In our view, coverage describing the EO as having an immediate sweeping impact on laws regulating non-competition agreements is somewhat overblown and, at any rate, premature. Let’s get a few facts on the table:
- The EO does not seek to ban non-competes. Instead, it encourages consideration of “curtail[ing]” “unfair” non-competition agreements. However, the EO provides no definition for the term “unfair” — a term that would necessarily play a key role in any rulemaking.
- The EO does not say under what authority the FTC would “curtail” unfair non-competition clauses. While rulemaking is the obvious method, the means are still unclear. In early 2020, the FTC held a workshop to consider whether it had a legal basis to restrict the use of non-competition agreements in employer-employee contracts. As part of that workshop, prepared remarks by FTC Commissioner Noah Phillips pointed out that the FTC has issued an antitrust rule just once in its history — in the 1960s. It did not relate to employer-employee non-competition agreements, was never enforced, and was rescinded in the 1990s. The EO does not provide any additional guidance on how the FTC could execute its goals.
- We’ve been here before — as has President Biden. In 2016, an Obama administration executive order directing federal agencies to address undue burdens on competition, coupled with papers by the White Houseand Treasury on the “overuse and misuse” of non-competition agreements, failed to result in any changes to federal law with respect to the enforcement of such agreements. Later in 2016, the Obama White House put out a call to action to state law makers to address these issues. Indeed, as you know, the body of law regulating common employer-employee non-competition agreements continues to be at the state level.
- The EO anticipates further agency action, although it does not effect an immediate change in the law on non-competes. A July 9, 2021 Statement of the FTC says that in the “coming months,” it will consider whether to issue new guidance or propose rules to clarify the types of activities that may constitute “unfair methods of competition.” Employers should stay tuned.
To be clear, we’re not predicting the future. It is possible that the Biden administration will issue further executive orders or engage in other lawmaking activity with a more concrete impact. For example, similar to recent actions taken by the District of Columbia, the federal government could focus in the first instance on non-compete clauses in federal procurements and government contracting involving federal dollars. Moreover, the general goal of this portion of President Biden’s EO (to curtail the use of non-competes) may resonate with Lina Kahn — the newly appointed Chair of the FTC. Khan co-authored a law review article in 2020 advocating for the FTC to engage in competition rulemaking.
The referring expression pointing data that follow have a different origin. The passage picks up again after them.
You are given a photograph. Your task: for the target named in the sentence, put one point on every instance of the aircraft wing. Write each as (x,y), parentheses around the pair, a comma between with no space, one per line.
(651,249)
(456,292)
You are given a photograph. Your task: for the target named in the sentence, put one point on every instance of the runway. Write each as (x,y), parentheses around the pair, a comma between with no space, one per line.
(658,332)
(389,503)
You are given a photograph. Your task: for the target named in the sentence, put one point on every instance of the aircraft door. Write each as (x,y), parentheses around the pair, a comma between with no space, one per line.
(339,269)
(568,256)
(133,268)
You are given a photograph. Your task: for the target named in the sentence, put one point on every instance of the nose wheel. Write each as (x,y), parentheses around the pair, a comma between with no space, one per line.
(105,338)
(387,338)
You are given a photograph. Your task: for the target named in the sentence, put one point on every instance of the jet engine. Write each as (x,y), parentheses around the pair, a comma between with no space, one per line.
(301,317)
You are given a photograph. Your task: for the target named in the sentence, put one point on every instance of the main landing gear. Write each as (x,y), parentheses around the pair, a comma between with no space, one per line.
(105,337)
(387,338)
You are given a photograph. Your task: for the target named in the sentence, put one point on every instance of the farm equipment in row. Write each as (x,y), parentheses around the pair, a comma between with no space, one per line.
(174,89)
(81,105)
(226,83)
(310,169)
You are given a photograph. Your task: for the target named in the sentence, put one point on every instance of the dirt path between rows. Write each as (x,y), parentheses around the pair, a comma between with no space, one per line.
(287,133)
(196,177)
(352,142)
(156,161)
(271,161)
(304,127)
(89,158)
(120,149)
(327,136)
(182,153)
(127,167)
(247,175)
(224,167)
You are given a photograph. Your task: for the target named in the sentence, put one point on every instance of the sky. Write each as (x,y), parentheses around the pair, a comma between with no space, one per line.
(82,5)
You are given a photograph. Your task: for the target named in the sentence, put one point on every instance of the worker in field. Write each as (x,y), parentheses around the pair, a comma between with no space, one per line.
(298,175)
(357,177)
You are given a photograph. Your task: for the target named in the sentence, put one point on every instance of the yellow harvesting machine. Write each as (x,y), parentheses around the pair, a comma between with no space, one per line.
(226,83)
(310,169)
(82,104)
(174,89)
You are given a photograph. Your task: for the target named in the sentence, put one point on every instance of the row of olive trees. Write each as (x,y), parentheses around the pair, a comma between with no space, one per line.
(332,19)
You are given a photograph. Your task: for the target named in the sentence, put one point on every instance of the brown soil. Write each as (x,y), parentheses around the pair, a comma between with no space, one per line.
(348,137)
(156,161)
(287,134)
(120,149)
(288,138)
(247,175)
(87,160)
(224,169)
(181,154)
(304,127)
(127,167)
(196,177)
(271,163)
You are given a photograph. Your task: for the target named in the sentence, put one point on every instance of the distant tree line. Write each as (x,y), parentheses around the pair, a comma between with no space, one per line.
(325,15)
Khan is known for advocating for the progressive enforcement of antitrust laws and, as our antitrust team wrote last month, has pressed for the FTC to engage in notice and comment rulemaking to define “unfair methods of competition” under the Federal Trade Commission Act.
Even absent concrete guidance, now is an excellent time to do an “inventory” of your company’s use of non-competition agreements. Some key questions to ask:
- Are the non-compete clauses in the company’s agreements really necessary in every instance?
- If they are necessary, are the restrictions narrowly tailored such that the scope of restricted activity, geographic reach, and durations are no broader or longer than necessary?
- Are lower-paid employees covered by the restrictions and, if so, is such coverage really necessary to protect the company’s legitimate business interests?
As we have reported, disfavor towards non-compete agreements continues to grow. We have reported on DC’s 2021 ban on non-compete agreements and the recent decision by the Pennsylvania Supreme Court striking down a non-compete clause in a commercial agreement as unjustifiably overbroad.